Can someone point me in right direction?

Thanks,

K
 

Lazar

Phineas Packard
#2
The package Zelig will run some models with MI data but this is generally limited to . Otherwise you split the data by imputation and use apply functions and then write a few functions to calculate the pooled estimates. The pooled estimate equations are not that hard really so the functions are quite straightforward to write.
 

Lazar

Phineas Packard
#3
The other option is to not impute your data and estimate your models in lavaan using full information maximum likelihood estimation for missing. Being creative and using model constraints you can fit just about any model.
 

klo

New Member
#4
Thanks Lazar for your answers.

I will install Zelig package to see how it works.

First I though to write a function for calculating pooling estimate, because I dont want to change that database, later will be used with spss again for other analysis.

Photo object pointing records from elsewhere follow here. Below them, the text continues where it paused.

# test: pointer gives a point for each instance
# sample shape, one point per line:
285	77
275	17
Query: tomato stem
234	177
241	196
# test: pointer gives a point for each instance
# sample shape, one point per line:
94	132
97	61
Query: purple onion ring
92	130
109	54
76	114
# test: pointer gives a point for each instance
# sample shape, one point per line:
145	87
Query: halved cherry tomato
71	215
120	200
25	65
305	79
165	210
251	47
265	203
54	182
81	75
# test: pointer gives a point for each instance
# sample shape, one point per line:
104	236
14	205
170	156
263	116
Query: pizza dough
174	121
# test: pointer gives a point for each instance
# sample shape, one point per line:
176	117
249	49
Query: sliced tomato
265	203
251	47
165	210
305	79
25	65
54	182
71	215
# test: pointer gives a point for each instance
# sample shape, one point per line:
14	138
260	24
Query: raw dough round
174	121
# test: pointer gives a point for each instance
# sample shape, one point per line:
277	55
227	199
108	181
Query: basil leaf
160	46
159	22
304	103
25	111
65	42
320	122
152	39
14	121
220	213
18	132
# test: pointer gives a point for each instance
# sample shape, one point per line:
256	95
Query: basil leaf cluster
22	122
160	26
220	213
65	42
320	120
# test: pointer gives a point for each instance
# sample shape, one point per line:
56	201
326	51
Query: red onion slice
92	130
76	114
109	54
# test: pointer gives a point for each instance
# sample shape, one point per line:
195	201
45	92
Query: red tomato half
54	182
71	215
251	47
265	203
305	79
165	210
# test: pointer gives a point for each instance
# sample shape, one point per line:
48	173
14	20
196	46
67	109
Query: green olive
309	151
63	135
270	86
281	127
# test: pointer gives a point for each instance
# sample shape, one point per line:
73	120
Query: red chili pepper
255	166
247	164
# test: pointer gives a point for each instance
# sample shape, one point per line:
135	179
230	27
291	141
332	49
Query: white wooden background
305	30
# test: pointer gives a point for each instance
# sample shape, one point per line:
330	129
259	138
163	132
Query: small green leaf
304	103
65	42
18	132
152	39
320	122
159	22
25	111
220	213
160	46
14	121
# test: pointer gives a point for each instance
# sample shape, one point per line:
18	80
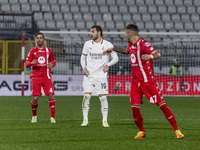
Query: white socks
104	107
86	106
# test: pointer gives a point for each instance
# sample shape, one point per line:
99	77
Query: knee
35	99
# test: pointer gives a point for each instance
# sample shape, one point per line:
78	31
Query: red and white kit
143	81
41	74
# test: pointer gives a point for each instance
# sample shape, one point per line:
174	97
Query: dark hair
132	27
39	33
98	28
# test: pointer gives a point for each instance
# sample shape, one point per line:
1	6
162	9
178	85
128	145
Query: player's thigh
152	92
101	85
135	93
36	85
48	86
88	85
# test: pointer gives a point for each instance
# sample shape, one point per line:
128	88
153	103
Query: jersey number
103	85
153	99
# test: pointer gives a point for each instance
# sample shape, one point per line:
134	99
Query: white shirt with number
95	60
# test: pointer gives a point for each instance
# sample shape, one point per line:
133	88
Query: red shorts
37	83
149	89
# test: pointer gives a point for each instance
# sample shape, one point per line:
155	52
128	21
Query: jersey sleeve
85	49
148	48
52	59
29	59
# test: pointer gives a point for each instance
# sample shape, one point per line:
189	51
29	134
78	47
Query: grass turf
17	132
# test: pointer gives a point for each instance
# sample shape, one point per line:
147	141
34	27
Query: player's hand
50	65
34	62
108	51
146	57
85	71
105	68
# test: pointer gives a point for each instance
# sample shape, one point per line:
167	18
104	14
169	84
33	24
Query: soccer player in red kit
141	54
42	60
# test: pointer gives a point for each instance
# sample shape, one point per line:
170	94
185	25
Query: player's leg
101	86
36	93
154	95
49	92
88	88
136	99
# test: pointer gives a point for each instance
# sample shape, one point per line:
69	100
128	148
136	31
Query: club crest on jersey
41	60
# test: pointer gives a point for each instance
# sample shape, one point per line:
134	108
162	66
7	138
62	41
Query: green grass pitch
17	132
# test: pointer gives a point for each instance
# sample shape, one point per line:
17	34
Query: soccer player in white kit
95	67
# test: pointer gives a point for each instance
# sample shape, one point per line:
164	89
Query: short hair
132	27
39	33
98	28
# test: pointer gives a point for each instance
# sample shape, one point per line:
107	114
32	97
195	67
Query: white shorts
99	84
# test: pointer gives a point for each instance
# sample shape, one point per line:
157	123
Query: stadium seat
16	8
64	8
61	2
103	9
23	1
35	7
74	9
55	8
84	8
97	17
25	8
72	2
126	17
91	2
123	9
94	9
162	9
48	16
107	17
53	2
58	16
114	9
117	17
80	25
60	24
45	7
191	9
81	2
132	9
87	17
77	16
67	17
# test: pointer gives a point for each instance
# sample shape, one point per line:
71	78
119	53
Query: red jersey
43	57
141	70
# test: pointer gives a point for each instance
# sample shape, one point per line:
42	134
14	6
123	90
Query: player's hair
98	28
39	33
132	27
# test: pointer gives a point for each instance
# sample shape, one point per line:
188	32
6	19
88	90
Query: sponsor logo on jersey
41	60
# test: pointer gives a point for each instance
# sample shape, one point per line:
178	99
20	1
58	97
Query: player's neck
134	39
97	40
40	47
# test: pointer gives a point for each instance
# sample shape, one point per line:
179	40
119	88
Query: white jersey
95	60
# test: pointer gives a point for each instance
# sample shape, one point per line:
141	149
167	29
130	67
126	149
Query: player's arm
116	49
153	55
29	60
52	61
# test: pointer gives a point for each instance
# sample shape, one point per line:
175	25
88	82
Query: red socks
168	115
137	117
52	106
34	108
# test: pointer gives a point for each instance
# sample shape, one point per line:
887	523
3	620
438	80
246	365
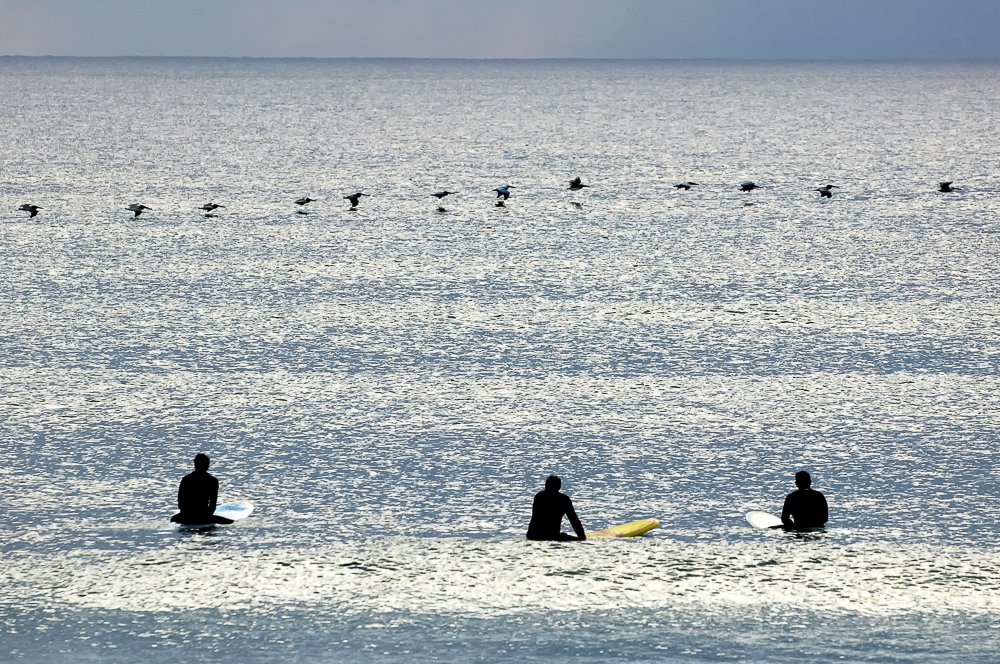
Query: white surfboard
236	510
763	520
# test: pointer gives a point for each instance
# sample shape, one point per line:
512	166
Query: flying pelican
355	198
33	209
504	191
210	207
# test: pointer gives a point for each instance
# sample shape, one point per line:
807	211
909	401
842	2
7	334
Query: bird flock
503	193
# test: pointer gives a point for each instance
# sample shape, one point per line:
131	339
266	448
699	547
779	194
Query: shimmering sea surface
391	385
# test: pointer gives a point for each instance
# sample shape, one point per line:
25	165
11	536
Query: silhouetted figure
547	512
209	208
504	191
33	209
197	496
805	508
355	199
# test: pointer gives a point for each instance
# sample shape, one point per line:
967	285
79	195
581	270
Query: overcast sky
511	29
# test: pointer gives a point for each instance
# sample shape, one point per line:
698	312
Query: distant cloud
514	29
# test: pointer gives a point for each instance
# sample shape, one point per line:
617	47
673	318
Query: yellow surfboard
630	529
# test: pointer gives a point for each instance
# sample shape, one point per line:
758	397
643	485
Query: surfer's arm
574	521
213	496
786	512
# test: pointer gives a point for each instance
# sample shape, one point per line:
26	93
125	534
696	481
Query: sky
743	29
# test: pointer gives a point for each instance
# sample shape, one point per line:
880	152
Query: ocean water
391	385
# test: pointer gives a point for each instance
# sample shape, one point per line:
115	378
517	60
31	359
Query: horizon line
506	59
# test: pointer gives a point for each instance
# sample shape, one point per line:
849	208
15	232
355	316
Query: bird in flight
33	209
355	199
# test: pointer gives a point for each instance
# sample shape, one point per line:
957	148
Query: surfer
547	512
805	508
197	496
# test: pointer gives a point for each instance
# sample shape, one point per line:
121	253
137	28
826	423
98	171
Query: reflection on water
391	386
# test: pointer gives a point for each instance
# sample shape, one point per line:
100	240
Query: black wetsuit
547	512
196	499
805	508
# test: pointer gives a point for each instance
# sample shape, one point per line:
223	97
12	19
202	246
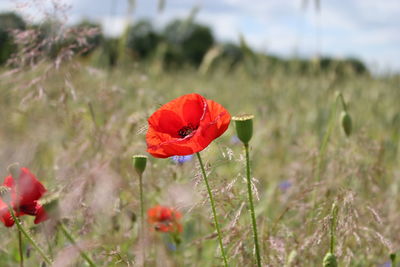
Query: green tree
187	41
142	39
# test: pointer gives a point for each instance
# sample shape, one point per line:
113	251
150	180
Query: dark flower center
186	130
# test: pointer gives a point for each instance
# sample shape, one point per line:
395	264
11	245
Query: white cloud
365	28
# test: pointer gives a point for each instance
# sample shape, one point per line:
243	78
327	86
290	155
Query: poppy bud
139	162
15	170
329	260
244	127
346	123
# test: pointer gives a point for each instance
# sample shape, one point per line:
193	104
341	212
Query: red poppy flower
185	125
164	219
24	193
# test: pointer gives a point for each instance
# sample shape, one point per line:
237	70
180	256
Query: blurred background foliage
182	42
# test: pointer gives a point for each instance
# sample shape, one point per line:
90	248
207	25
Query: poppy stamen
186	130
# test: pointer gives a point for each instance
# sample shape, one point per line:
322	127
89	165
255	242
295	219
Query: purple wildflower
285	185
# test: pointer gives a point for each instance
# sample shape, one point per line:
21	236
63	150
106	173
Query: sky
366	29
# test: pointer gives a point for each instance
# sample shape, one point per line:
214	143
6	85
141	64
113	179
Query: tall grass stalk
251	208
25	232
70	237
221	245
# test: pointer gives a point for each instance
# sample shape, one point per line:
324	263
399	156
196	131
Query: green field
77	128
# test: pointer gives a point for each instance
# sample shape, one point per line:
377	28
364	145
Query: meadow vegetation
77	124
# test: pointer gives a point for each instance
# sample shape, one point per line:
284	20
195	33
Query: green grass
87	157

Im new to R, and question is, does R provide pooled estimate in output as SPSS shows? (never imputed data with R and dont know how is output)
 

Lazar

Phineas Packard
#5
It will depend. If you write your own function you can have it print out the results however you want - you could make it mimic SPSS if you really wanted. R is not just a statistical package but a programming language so you can have it do whatever you like. I cannot remember what zelig does and I am not sure what models it does it for.
 

klo

New Member
#6
I did a algorithm with R (to find confounder in model), which works perfectly.

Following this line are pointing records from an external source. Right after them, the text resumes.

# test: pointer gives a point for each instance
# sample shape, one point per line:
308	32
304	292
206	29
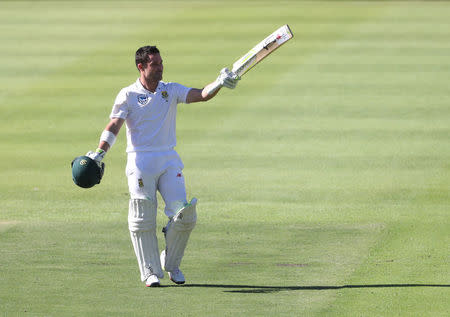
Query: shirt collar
141	87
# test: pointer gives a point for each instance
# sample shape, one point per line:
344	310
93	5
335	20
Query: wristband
108	137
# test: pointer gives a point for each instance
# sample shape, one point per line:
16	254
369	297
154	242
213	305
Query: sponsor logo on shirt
142	100
165	95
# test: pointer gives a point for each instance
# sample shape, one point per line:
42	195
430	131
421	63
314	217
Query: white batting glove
97	156
227	78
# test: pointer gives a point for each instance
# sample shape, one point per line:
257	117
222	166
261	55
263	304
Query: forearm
108	136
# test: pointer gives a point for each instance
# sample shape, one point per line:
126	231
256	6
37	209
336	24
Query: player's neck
149	85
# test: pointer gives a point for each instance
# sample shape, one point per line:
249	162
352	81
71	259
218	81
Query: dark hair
143	52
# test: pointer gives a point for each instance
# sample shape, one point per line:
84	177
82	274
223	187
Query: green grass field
323	179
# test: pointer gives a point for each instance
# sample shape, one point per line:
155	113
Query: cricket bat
257	53
262	50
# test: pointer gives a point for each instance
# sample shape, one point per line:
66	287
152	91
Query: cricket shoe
176	275
152	281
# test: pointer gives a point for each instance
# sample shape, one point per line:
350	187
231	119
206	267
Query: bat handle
212	88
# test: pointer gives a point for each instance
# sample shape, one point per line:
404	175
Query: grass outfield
323	179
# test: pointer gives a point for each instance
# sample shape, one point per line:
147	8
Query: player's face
154	68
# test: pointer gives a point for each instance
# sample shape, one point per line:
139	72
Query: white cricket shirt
150	117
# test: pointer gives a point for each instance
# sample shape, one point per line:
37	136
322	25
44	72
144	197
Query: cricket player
148	107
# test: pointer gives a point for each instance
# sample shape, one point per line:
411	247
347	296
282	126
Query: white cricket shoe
152	281
176	275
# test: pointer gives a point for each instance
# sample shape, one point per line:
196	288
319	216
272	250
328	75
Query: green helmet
86	172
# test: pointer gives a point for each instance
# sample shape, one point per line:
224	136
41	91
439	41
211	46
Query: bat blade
262	50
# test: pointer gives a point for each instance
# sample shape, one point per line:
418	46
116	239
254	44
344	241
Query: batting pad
142	226
177	234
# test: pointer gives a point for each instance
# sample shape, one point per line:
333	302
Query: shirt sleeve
120	108
181	92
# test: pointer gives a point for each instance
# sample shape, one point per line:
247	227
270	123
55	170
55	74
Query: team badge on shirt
142	100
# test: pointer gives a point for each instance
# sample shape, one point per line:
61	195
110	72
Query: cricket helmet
86	172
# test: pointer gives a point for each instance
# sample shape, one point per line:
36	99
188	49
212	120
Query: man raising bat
148	107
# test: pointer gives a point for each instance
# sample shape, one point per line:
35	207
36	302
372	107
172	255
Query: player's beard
153	77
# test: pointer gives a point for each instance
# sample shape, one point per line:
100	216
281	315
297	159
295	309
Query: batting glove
227	78
97	156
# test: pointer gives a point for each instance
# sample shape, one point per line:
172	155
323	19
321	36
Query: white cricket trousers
149	172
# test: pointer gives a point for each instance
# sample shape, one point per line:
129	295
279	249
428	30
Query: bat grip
213	88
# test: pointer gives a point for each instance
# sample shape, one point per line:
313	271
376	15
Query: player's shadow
273	289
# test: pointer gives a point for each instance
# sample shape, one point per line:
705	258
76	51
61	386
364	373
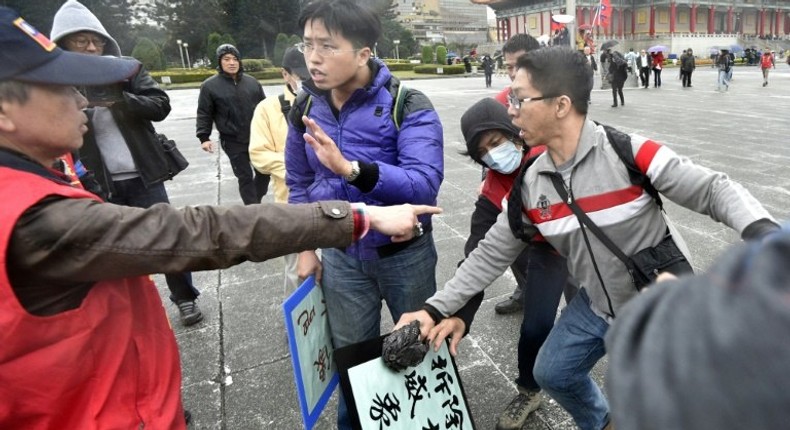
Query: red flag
605	13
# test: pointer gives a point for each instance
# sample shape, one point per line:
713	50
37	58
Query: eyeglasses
323	50
83	42
517	102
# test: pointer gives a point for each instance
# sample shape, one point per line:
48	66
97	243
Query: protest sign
427	396
311	349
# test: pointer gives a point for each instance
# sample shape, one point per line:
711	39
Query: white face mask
505	158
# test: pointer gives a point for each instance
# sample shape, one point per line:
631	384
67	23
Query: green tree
427	55
441	54
280	45
149	54
212	43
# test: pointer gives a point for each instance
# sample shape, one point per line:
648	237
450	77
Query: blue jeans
253	184
546	276
564	362
133	192
353	290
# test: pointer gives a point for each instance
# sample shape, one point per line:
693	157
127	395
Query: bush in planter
441	54
400	67
427	55
430	69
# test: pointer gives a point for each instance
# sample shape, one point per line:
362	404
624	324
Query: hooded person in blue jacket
352	149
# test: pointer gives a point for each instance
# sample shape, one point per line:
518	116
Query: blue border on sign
309	417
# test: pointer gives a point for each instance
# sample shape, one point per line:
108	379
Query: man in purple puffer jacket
351	145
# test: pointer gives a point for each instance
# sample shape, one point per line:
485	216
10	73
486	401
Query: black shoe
190	312
507	306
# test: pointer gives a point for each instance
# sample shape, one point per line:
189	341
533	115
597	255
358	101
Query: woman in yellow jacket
268	132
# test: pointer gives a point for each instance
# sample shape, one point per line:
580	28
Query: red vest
112	363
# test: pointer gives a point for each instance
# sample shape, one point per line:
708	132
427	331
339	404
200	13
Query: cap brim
71	68
301	72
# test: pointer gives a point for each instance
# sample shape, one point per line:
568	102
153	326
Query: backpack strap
515	205
299	108
621	143
285	105
400	93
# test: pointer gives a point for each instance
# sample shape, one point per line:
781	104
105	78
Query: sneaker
190	312
515	414
507	306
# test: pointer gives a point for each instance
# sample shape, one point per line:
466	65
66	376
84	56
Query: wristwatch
354	172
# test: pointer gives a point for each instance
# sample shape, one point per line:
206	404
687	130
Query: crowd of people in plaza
356	160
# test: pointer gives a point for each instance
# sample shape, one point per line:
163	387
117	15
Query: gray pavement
237	369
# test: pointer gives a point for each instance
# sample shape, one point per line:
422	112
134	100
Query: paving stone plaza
236	365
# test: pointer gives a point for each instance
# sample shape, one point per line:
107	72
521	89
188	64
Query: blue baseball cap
27	55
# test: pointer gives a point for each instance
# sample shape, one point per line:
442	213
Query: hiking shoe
507	306
190	312
515	414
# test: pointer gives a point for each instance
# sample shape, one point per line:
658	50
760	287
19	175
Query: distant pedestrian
618	73
228	100
488	69
766	63
658	65
643	63
687	66
724	64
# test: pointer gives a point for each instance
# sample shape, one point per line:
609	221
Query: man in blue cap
85	340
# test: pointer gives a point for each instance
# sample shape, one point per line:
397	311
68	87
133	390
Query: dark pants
686	79
644	75
483	217
617	88
547	278
132	192
542	276
252	184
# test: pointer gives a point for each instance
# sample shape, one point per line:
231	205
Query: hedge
457	69
400	67
200	75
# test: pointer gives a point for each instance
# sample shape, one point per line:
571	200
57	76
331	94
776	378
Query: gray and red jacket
600	185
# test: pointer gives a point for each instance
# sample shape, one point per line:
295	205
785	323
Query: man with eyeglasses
550	107
121	147
228	100
355	147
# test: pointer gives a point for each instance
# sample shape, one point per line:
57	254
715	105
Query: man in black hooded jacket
228	99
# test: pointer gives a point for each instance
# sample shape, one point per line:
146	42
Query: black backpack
621	143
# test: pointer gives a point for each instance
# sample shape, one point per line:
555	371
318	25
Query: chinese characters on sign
427	396
311	349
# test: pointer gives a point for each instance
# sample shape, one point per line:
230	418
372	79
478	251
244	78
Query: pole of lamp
186	49
570	9
181	54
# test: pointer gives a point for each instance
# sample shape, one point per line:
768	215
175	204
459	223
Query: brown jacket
60	247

Now, I just need to get pooled HR of my exposure. This seems not possible because dataframe has multiple imputed data, and as I mention above R cant figure this out. I dont get pooled estimates of HR.

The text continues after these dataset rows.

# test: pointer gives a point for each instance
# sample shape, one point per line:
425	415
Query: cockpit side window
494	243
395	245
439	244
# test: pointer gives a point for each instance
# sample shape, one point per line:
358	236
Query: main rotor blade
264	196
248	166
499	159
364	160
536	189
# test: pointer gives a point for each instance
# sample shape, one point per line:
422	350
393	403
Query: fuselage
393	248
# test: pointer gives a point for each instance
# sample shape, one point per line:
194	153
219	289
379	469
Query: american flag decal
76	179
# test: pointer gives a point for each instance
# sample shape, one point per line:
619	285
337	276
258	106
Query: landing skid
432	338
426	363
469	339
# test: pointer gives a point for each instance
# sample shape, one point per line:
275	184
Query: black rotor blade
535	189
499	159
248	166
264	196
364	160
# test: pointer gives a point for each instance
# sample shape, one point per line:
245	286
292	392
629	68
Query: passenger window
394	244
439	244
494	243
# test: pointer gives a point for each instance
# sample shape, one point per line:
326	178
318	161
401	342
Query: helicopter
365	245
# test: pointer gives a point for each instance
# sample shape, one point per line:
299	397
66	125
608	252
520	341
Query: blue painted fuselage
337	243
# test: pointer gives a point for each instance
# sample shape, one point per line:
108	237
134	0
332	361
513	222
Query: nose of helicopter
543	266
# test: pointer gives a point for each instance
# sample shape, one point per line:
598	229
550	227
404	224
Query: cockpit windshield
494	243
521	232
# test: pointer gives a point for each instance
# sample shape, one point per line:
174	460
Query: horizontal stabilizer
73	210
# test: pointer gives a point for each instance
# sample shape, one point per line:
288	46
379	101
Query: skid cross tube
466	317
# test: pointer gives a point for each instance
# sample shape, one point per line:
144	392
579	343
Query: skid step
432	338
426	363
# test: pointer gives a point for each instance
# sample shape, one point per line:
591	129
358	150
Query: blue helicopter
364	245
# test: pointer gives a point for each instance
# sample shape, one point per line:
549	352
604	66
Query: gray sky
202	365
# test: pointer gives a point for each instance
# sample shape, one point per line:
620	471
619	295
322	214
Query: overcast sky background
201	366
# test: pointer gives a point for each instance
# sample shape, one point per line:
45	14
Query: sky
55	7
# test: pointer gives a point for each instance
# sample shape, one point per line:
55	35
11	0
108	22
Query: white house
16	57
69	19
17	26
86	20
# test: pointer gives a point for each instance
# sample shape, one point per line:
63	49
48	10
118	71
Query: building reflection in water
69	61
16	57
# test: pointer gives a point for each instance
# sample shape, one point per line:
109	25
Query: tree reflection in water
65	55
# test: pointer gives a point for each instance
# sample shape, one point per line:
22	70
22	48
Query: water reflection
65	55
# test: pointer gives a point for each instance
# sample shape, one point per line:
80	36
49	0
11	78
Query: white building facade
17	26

To write a function for calculation pooled estimate, will be little complicated because has to write code for 50 models (which I have to test 50 variable for confounders).

Thanks,

K
 
Last edited:

Lazar

Phineas Packard
#7
This is ugly code and dense. As a new R user this may not make a lot of sense but to show it is possible:
Code:
#########Fake imputed data set######
library(MASS)
mydata<-data.frame(mvrnorm(1000, rep(0,3), matrix(c(1,.5,.3,
                                        .5,1,.25,
                                        .3, .25,1),3)))
mydata$imp<-rep(1:10, each=100)
############################################

#######Regression separately by imputations and save results##
# simple regression model y~x1 + x2
results<-sapply(split(mydata, mydata$imp), function(x) summary(lm(x[,1]~x[,2]+x[,3]))$coef[,1:2])
results<-t(results)
colnames(results)<-c('int.est',"x1.est","x2.est","int.se","x1.se","x2.se")
#############################################

##Pooled estimates####

#POOLED Point estimates
colMeans(results[,c(1:3)])
#Pooled standard errors
colMeans(results[,c(4:6)]) + (1+1/10)*(apply(results[,c(1:3)],2, var))
This gives:
Code:
#POOLED Point estimates
    int.est      x1.est      x2.est 
-0.01013974  0.40606096  0.18676873 
#Pooled standard errors
    int.se      x1.se      x2.se 
0.09043925 0.09342277 0.10186080
Anything in R is possible but it requires knowing how to get things coded. I would suggest taking some time to get equated with R coding or get someone who does to code you something up.